Upon this firm basis was reared the throne of the new rulers, neither of whom claimed to be a legitimate monarch. Both had with more or less right acquired a dictatorial power which they understood how to wield throughout many years, until at length a moment came when they made up their minds to a partial renunciation of authority. This was the critical moment that decided the fate of the rulers and their work, for everything depended on the choice of the moment and the extent of the concessions. Here the penetrating vision and the statesmanlike ability of Augustus are seen to surpassing advantage, while Napoleon, who only made up his mind after long hesitation, took his hand from the tiller reluctantly, only to see very speedily with what scant success his ship battled against the overpowering torrent and was driven helplessly nearer and nearer the destruction that threatened it.
The rule of Augustus as well as that of Napoleon III was a tyranny in the good sense of the word; neither the one nor the other lacked the drop of democratic oil with which the ruler was anointed. Both wanted to be assured that their high place was secure only because of its necessity to the state. Again and again Augustus restored his power (to all appearances at least) to the senate, to receive it again, but only for a definite number of years; and even in the case of Napoleon III, it was a polite official fiction that his power had been delegated to him by the nation in the first year of his reign and was even in his last year confirmed by a plebiscite.
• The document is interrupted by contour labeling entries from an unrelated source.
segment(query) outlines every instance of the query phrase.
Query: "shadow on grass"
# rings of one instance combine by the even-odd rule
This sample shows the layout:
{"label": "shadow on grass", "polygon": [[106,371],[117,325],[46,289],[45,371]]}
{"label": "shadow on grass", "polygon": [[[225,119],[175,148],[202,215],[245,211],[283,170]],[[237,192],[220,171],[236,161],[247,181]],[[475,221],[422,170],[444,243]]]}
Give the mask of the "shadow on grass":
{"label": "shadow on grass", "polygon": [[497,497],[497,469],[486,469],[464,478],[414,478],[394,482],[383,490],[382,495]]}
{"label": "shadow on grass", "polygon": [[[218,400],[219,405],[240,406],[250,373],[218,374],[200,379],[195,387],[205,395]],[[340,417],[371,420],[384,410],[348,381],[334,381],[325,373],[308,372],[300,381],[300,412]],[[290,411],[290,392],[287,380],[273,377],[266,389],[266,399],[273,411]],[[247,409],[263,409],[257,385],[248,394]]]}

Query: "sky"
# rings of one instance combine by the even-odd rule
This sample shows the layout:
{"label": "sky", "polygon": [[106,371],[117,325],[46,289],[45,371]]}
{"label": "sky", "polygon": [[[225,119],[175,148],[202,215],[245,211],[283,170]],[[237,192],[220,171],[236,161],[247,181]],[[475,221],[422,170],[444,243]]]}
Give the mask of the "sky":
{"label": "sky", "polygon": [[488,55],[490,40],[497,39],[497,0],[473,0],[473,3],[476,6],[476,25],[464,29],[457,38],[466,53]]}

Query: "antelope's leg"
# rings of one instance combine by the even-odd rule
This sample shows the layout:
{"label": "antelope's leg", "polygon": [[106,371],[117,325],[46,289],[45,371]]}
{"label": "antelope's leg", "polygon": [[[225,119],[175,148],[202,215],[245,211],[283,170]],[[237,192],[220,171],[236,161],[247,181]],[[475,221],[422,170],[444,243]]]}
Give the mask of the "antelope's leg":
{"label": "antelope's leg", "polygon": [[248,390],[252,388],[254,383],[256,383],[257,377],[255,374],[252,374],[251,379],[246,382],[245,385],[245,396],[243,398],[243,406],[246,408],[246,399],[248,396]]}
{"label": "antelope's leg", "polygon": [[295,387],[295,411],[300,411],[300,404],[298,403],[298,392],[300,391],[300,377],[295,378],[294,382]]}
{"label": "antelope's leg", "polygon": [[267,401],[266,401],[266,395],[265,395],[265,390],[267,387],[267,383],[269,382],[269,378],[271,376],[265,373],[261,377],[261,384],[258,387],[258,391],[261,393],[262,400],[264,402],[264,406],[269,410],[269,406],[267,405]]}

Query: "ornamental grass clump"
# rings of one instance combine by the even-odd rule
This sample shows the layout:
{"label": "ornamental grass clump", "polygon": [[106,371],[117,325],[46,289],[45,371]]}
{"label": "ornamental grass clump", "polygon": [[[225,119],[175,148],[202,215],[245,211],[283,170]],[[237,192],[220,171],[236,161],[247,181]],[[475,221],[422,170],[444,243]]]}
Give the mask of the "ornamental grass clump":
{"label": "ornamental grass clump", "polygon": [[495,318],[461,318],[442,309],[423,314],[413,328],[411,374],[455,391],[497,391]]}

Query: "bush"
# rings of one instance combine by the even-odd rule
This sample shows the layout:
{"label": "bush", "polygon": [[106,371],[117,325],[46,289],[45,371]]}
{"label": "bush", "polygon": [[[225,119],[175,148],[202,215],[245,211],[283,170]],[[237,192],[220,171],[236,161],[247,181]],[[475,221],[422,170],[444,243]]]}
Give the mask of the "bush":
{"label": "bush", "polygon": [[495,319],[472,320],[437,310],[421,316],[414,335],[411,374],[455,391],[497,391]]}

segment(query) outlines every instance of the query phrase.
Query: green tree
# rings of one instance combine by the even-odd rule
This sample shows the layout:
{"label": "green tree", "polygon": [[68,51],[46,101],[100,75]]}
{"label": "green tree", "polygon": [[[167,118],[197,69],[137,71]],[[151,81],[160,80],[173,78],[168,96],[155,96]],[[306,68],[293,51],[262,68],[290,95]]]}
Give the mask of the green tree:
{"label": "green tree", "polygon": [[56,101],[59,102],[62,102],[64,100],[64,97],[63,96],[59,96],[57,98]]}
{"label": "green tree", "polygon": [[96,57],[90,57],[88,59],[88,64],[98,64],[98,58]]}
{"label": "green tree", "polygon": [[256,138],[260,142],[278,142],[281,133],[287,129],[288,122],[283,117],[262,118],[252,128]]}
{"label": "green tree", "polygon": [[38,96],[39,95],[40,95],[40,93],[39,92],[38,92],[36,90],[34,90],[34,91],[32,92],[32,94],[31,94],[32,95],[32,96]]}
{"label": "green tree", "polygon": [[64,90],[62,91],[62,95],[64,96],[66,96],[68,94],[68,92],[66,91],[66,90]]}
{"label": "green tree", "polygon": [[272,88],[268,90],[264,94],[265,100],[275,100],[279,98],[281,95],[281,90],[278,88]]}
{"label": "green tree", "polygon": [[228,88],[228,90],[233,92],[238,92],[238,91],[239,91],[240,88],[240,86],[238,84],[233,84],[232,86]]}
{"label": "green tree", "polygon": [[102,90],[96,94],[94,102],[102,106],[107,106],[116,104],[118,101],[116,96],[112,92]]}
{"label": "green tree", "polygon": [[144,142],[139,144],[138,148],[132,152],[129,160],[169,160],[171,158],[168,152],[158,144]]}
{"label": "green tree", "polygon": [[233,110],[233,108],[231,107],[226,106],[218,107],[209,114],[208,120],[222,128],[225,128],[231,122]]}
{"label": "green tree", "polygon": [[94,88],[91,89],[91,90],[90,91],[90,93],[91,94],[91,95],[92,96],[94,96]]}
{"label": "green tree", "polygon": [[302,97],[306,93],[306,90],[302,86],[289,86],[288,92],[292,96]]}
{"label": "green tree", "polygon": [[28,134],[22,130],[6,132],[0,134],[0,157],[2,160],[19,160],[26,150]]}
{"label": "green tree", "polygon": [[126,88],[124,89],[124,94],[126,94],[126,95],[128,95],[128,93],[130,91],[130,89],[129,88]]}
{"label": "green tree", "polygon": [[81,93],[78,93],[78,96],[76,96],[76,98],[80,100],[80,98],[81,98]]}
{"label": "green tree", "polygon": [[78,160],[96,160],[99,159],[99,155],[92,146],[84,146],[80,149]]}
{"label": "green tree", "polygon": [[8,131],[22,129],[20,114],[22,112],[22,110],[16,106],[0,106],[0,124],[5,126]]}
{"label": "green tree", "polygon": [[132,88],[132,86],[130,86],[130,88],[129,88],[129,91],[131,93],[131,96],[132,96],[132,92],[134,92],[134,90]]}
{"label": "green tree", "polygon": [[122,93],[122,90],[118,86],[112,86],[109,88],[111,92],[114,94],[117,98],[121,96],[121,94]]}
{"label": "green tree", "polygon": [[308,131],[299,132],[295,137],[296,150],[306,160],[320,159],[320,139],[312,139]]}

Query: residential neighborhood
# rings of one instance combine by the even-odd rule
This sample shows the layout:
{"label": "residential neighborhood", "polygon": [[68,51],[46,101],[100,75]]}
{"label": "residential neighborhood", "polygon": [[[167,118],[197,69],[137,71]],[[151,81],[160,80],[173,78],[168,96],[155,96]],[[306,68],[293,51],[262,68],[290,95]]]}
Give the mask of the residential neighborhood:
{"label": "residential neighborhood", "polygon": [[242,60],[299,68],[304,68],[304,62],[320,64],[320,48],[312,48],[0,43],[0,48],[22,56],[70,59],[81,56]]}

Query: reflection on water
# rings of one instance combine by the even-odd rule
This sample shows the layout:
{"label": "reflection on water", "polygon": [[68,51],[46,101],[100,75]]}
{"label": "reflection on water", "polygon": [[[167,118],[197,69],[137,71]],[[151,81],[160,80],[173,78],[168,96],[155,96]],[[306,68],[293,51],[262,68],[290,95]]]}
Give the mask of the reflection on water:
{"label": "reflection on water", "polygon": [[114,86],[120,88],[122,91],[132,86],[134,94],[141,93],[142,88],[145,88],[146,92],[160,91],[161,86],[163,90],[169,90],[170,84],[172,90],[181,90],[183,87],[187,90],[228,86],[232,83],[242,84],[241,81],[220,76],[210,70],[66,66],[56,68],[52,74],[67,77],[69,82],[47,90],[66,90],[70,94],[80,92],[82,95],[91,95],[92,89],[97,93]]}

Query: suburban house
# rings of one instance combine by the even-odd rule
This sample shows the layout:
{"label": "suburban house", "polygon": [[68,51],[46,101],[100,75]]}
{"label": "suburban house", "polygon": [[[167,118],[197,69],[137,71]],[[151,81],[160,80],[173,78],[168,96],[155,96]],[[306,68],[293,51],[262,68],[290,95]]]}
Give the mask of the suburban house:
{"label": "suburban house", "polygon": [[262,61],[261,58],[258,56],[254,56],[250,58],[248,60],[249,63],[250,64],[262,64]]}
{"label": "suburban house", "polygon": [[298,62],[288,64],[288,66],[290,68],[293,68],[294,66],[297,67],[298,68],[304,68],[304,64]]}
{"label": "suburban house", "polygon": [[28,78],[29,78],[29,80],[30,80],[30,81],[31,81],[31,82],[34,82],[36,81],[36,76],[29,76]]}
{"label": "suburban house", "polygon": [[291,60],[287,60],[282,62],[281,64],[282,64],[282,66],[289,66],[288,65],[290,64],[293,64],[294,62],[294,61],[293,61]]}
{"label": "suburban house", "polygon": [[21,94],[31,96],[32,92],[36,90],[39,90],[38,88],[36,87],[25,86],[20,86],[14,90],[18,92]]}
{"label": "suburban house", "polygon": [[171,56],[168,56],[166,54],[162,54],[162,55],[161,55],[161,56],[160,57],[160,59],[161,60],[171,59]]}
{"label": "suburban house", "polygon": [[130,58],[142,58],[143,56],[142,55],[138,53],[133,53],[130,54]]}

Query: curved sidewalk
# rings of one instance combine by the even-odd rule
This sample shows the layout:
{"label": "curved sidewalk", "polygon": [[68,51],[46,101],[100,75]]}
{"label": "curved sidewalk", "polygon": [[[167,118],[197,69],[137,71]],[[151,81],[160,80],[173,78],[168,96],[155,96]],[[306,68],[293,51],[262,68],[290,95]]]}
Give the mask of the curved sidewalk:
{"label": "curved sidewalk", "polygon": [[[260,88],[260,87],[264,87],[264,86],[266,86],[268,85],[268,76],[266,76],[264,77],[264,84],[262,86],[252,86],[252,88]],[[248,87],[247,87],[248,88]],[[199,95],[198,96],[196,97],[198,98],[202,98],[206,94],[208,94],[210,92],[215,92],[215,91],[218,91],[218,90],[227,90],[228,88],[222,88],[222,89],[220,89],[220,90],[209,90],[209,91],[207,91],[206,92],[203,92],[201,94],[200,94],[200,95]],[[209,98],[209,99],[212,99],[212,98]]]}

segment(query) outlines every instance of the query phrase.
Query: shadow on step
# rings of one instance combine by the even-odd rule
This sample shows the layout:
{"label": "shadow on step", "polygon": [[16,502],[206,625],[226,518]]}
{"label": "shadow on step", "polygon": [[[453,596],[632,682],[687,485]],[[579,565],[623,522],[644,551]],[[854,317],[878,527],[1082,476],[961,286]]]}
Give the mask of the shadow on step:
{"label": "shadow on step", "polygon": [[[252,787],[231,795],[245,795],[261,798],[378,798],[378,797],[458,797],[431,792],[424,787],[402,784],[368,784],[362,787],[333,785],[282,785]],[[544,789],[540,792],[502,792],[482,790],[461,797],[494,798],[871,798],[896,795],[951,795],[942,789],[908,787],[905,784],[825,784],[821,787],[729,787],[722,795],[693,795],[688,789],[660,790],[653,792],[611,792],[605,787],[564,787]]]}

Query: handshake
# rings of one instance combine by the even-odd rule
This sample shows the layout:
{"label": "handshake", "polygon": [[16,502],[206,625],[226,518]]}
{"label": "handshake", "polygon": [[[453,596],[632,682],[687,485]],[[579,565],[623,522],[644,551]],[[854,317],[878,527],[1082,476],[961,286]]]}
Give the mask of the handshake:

If they challenged a crisis of this kind, both held the reins of government firmly in their hands, nor did any one seriously believe that they would have allowed this power to be wrested from them by a vote unfavourable to them. That the Roman senate and the French people were repeatedly confronted with this crisis, shows clearly what value those rulers attached to this right. Both rulers had thrust aside the higher classes of society which had hitherto guided the state in its course, in order to derive their support from the broad masses of the lower classes and the army. The immense presents made by Augustus to his soldiers and to the population of his chief town prove that in the well-being and content of this very class he rightly recognised the real support of his institutions. In similar fashion Napoleon III took pre-eminent care for the material welfare of France, which reached an unprecedented level under his rule.
Neither ruler confined his liberality to what was absolutely necessary; they also lent support to art and science in remarkable ways. Architecture is an art for monarchs, and architecture was the art of Augustus and of Napoleon III. Modern Paris is really the work of Napoleon III, and so, too, it was the boast of Augustus that he had taken over Rome a city of bricks but had left it a city of marble. In the literary efforts of their times both rulers took at least the share of dilettanti. Each of them, in order to neglect no part of his inheritance, not only collected the literary relics of his uncle but also defended in writing his actions as emperor. Without mentioning the smaller literary essays of either, we may note that Augustus sought to defend himself in his memoirs, while Napoleon III in his history of Julius Cæsar sought far less to write the history of Cæsar than to defend the principle of Cæsarism.
A Roman Tripod
The worship of the uncle to whose popularity they owed the crown—in the one case the worship of the dictator, in the other that of Napoleon I—impresses its character on the reign of both rulers. In particular, the military glory of these two great generals was exploited by their nephews in a variety of ways. Neither Augustus nor Napoleon III were really soldiers; but they needed for their rule a powerful effective army, which they would have found far greater difficulty in bending to their ends had they not had the memories of a great past to help them. Both succeeded in creating a fighting army, the pride of the nation, which they knew how to use when it was really necessary, but without taking any real pleasure in fighting and hazard, such as was felt by Julius Cæsar and Napoleon I. The successes they loved best were not those won in war but those due to threats of war and to diplomacy. The war against the Parthians, the hereditary foes of Rome, was certainly a portion of the legacy left by the dictator; but Augustus hesitated long before beginning this really dangerous war, until good fortune played the lost standards into his hands. Military honour was hereby satisfied and the noisy rejoicing of his fellow-soldiers now relieved him of the duty of making war upon the redoubtable enemy.